Tabi ‘Buraya kadar gelmişken bir filme de girmeli’ diye düşündüm. O saatte başlayacak tek film vardı. O da Russell Crowe’un baş rolünü oynadığı ‘Son Umut’ filmi idi. Ne yalan söyleyeyim, hiç çekmedi beni. Neden diye sorarsanız, sokaklarda boy boy afişleri olan ve baş rollerinde Türklerin oynadığı bir film ilgimi cezbetmedi. Neyse, çok istemeden de olsa filme girdim. Unutmadan, ilk defa patlamış mısır ve kola almadım kendime. Madem istediğim filme girememiştim, onun keyfini de sonraya saklayayım dedim. Çikolata ve soft bir içecek tercih ettim.

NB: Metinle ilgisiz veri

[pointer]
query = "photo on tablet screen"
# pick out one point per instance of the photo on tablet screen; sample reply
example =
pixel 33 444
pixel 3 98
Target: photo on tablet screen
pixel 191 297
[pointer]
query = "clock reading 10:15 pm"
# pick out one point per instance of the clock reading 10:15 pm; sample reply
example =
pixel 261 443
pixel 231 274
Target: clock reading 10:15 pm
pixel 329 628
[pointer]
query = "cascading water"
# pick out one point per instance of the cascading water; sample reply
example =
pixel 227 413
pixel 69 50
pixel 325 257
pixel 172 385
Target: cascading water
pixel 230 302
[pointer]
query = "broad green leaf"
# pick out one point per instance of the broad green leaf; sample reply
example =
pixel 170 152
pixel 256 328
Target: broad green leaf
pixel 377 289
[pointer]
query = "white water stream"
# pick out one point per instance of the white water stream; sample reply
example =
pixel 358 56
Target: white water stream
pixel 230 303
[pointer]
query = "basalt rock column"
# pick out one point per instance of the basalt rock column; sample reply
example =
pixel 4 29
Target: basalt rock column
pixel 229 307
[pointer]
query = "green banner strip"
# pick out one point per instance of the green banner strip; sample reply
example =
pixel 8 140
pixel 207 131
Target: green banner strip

Hala bir çoğunuzun, ne anlatmaya çalıştığımı anlamadığına eminim. Elbette bu bir ‘Ne yedim, içtim’ yazısı değil. Ancak içeri girerken nasıl bir ruh halinde olduğumu bilmenizi istiyorum. Zira birazdan yazacaklarım, ön yargımın, beni ne kadar yanılttığını anlamanız açısından gerekli.

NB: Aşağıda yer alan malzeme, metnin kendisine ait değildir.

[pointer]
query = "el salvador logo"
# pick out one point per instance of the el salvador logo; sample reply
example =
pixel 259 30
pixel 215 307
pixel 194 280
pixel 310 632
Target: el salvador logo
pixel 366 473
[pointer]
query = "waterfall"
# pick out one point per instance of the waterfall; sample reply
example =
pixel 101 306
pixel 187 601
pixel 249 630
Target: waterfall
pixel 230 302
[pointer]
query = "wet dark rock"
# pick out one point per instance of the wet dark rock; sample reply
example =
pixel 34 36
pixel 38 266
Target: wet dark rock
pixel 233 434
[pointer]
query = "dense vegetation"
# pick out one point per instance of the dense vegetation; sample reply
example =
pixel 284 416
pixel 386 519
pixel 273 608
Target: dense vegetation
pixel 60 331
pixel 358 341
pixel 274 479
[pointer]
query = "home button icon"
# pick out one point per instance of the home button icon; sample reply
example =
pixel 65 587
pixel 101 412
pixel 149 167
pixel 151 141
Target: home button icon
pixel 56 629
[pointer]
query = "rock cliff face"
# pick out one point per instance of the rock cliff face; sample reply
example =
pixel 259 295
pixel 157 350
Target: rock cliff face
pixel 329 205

Yerime girip oturdum. Başta reklamlar olacağı için biraz da geç girmiştim salona. Yerime oturduğum gibi film de başladı. Avustralya’da yaşayan Conner’ın, üç oğlunu 1. Dünya Savaşı’nda Anadolu topraklarına savaşa göndermesi,  sonrasında onların ölüm haberini alıp cesetleri alıp ülkesine götürebilmek için çıktığı zorlu yolculuğu konu alıyor film. (Filmin konusunu anlatan bir önceki konuyu spoiler içermemesi için, muhtemelen 5-6 defa yazdım sanırım.) Genelde, yabancı yapımlarda konu Türkiye ise kötü gösterilen bir toplumuz. Belki de gerçekte olanı hazmedememizden, ya da olanların çok çok abartılı bir dille anlatılıyor olmasından da kaynaklı bir sorun da olabilir. Tahminimce benim de bu filme çok fazla gitmek istemeyişimin sebeplerinden biri bu olabilir.

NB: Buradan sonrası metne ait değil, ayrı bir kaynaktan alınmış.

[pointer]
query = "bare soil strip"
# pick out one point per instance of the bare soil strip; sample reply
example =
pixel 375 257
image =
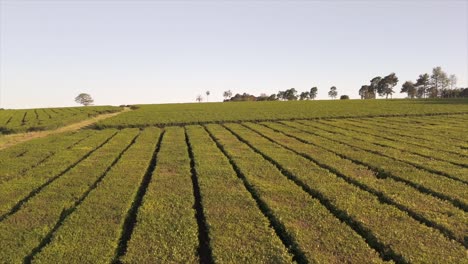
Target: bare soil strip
pixel 13 139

Son Umut filmi başladıktan kısa bir süre sonra, aslında anlatılanın ne Türklerle ne de savaşla çok alakalı olmadığını anladım. Evet, yapım içinde bunları barındırıyor. Ancak savaş sonrası psikolojisi ve insanların geçmişine kavuşabilme özlemini daha çok ön planda tutuyor.

Russell Crowe’un oyunculuğu tartışılmaz. Son Umut’ta da yeteneğini konuşturmuş. Ancak bu yapımın bir diğer özelliği ise ünlü oyuncunun ilk yönetmenlik denemesi olması. İlk olmasından ötürü biraz amatörlük olabileceğini düşünmüştüm. Ancak yılların Hollywood tecrübesi, Crowe’un bu işin altından problemsiz kalkmasını sağlamış. Farklı fikirleri, izleyicinin filmden kopmadan, sıkılmadan takip etmesini, merakla sonucunu beklemesini sağlamış. Ayrıca filme dahil ettiği Olga Kurylenko gibi dünya çapında yıldız olan oyuncuların da filme kattığı değeri göz önüne alırsak, izlenmesi gereken bir yapıt olmuş.